The association held, she said, even when they adjusted for factors that could impact outcomes such as earlier diagnosis of depression or known medical conditions that predict declining health.
"Previous research has shown a 'very consistent relationship' between a lack of so-called social support and poor health, but measures such as social support haven't always been consistently defined," Emily M. Bucholz, a medical student and doctoral candidate at Yale University in New Haven, Conn., told CNN.
"Living alone, in and of itself, could stand for many different things," said Bucholz, who co-authored a commentary accompanying the studies. "Does it mean you lack companionship? Or is it that there is no one there to help you out with medications? Does it have to do with mobility or nutrition?"
Wrote Parks: "Loneliness can be detrimental in many ways, some of which are biological and some of which are more behavioral. Feeling isolated can trigger changes in brain chemicals and hormones that can increase inflammation in the body, for example, which can exacerbate conditions like heart disease and arthritis. Loneliness may also lead to other problems — poor sleep, depression, a disinterest in one's own health care — which can in turn contribute to disability and early death."

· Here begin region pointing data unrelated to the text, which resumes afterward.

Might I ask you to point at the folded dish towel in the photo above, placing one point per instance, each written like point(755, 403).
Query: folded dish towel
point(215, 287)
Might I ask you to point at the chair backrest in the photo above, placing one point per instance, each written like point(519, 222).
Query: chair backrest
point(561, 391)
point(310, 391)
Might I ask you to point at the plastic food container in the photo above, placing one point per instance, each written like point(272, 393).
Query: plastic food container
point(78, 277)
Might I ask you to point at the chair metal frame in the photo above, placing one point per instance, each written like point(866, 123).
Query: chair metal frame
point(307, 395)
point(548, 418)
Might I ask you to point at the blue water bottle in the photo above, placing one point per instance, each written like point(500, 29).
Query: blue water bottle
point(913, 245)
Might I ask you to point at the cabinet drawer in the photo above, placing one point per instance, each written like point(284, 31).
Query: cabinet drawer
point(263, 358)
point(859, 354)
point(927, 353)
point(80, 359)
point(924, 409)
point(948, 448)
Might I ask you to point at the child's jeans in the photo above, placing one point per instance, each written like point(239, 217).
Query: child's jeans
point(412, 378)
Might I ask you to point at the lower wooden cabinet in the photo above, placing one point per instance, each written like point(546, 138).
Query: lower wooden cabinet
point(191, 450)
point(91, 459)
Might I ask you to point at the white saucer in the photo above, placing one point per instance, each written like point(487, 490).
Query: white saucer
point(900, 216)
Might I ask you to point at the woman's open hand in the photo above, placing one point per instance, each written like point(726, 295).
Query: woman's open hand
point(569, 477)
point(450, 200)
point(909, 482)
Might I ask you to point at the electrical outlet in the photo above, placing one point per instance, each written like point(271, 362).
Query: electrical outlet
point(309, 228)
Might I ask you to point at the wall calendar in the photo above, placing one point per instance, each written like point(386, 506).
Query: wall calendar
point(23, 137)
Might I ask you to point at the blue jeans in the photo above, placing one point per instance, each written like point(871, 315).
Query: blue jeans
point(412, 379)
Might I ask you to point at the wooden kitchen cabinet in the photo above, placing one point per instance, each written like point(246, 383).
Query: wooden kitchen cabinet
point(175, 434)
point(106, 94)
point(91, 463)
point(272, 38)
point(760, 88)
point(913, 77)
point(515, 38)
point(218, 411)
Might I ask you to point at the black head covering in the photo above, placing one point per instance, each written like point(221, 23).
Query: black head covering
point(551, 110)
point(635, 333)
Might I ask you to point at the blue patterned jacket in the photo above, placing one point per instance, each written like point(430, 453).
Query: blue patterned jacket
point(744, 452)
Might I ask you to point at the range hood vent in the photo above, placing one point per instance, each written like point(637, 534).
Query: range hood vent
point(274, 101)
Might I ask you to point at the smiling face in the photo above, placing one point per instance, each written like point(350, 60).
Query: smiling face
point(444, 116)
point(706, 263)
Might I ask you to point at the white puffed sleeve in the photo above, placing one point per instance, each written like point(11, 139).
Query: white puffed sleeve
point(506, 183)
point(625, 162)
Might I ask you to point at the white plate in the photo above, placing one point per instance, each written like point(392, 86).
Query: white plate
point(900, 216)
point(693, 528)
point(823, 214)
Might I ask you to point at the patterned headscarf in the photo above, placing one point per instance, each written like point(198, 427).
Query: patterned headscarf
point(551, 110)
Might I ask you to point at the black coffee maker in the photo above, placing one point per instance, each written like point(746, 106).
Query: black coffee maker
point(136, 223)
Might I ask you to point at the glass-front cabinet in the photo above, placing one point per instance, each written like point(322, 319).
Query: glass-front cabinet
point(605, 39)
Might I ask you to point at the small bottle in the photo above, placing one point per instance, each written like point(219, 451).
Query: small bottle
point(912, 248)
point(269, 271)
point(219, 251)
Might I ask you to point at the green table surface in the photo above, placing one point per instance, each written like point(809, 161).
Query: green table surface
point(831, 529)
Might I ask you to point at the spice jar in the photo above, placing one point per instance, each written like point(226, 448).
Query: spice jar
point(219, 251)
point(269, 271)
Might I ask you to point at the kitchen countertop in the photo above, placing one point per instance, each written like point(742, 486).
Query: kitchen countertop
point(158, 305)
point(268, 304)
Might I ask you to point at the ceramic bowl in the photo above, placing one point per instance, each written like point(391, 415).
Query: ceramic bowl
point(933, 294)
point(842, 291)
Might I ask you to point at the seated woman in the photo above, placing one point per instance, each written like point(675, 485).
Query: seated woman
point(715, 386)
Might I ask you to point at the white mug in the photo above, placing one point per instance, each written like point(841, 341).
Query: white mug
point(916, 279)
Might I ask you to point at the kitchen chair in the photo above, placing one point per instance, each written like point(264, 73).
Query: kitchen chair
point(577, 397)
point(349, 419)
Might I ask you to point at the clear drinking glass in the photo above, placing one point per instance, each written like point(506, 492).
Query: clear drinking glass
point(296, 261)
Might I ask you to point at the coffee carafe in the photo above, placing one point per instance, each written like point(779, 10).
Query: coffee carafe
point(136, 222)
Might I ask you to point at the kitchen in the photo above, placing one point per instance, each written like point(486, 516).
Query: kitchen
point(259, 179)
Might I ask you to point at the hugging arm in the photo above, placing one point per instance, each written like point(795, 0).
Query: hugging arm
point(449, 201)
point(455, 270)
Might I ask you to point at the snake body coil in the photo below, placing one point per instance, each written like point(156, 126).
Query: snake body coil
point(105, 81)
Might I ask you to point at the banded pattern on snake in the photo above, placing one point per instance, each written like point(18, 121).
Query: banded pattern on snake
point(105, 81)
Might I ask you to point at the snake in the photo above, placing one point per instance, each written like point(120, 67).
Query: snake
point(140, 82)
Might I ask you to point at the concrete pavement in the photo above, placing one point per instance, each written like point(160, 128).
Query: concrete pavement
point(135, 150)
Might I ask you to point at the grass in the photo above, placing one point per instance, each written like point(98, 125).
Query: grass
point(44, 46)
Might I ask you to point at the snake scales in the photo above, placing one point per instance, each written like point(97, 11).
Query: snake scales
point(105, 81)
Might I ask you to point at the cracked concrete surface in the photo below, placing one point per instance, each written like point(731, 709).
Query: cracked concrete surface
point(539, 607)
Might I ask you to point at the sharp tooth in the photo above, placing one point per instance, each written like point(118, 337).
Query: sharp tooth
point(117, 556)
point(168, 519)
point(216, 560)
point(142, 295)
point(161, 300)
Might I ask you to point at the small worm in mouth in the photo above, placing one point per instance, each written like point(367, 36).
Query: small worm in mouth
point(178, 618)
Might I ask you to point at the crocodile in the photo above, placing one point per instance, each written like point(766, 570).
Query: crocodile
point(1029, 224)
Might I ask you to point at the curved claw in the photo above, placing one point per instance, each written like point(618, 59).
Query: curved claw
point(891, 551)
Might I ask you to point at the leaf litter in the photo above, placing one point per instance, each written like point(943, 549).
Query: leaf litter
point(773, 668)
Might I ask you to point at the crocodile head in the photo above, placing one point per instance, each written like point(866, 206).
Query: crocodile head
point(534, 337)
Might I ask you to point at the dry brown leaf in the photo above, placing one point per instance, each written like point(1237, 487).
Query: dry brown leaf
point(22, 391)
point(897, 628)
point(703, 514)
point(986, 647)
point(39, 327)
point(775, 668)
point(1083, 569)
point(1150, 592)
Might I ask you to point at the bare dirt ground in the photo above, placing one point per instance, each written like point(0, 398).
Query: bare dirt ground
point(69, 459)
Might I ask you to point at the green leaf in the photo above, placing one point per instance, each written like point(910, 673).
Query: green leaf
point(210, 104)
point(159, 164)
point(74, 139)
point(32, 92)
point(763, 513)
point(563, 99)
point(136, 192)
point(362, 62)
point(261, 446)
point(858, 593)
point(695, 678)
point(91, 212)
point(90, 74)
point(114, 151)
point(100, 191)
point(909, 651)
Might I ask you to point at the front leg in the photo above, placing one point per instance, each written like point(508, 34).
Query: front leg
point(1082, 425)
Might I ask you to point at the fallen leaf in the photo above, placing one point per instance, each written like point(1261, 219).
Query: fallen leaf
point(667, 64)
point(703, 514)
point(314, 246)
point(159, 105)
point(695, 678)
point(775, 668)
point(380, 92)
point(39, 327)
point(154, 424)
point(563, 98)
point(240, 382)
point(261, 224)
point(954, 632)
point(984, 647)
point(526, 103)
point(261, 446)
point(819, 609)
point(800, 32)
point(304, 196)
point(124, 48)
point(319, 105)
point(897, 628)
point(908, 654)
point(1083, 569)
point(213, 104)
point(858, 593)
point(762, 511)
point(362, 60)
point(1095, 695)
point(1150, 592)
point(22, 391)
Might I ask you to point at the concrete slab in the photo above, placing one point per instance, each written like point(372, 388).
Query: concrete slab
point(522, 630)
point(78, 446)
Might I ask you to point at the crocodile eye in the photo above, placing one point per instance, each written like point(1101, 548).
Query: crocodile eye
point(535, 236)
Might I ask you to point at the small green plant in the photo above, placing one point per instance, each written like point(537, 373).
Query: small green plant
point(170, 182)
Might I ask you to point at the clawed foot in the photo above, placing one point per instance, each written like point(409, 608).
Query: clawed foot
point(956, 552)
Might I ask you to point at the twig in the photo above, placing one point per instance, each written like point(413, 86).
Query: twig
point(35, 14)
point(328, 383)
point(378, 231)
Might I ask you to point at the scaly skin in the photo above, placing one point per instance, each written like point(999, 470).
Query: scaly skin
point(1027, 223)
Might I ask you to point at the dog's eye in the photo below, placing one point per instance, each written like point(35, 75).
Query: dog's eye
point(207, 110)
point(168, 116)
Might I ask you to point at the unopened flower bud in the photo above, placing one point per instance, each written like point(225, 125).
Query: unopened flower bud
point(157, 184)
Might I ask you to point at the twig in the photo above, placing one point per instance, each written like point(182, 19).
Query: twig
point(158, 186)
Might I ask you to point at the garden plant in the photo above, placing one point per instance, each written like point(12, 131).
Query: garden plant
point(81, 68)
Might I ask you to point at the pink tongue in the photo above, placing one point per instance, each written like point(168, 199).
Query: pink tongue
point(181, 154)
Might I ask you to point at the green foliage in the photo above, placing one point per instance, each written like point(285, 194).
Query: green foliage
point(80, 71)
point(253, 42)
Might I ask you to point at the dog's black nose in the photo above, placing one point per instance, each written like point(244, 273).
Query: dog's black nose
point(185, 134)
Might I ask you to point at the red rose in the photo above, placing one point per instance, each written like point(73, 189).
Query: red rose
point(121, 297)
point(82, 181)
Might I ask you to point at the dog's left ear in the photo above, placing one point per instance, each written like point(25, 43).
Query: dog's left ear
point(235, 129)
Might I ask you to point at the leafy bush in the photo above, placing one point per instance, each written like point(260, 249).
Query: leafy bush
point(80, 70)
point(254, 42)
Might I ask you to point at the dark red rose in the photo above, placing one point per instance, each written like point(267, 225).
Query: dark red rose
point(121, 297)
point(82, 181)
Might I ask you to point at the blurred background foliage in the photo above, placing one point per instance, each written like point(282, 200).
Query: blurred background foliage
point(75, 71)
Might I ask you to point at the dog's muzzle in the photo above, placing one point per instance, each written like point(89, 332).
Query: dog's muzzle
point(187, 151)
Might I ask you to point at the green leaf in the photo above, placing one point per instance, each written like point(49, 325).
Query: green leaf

The California researchers wrote in their study that “assessment of loneliness is not routine in clinical practice and it may be viewed as beyond the scope of medical practice. However, loneliness may be as important of a predictor of adverse health outcomes as many traditional medical risk factors. Our results suggest that questioning older persons about loneliness may be a useful way of identifying elderly persons at risk of disability and poor health outcomes.”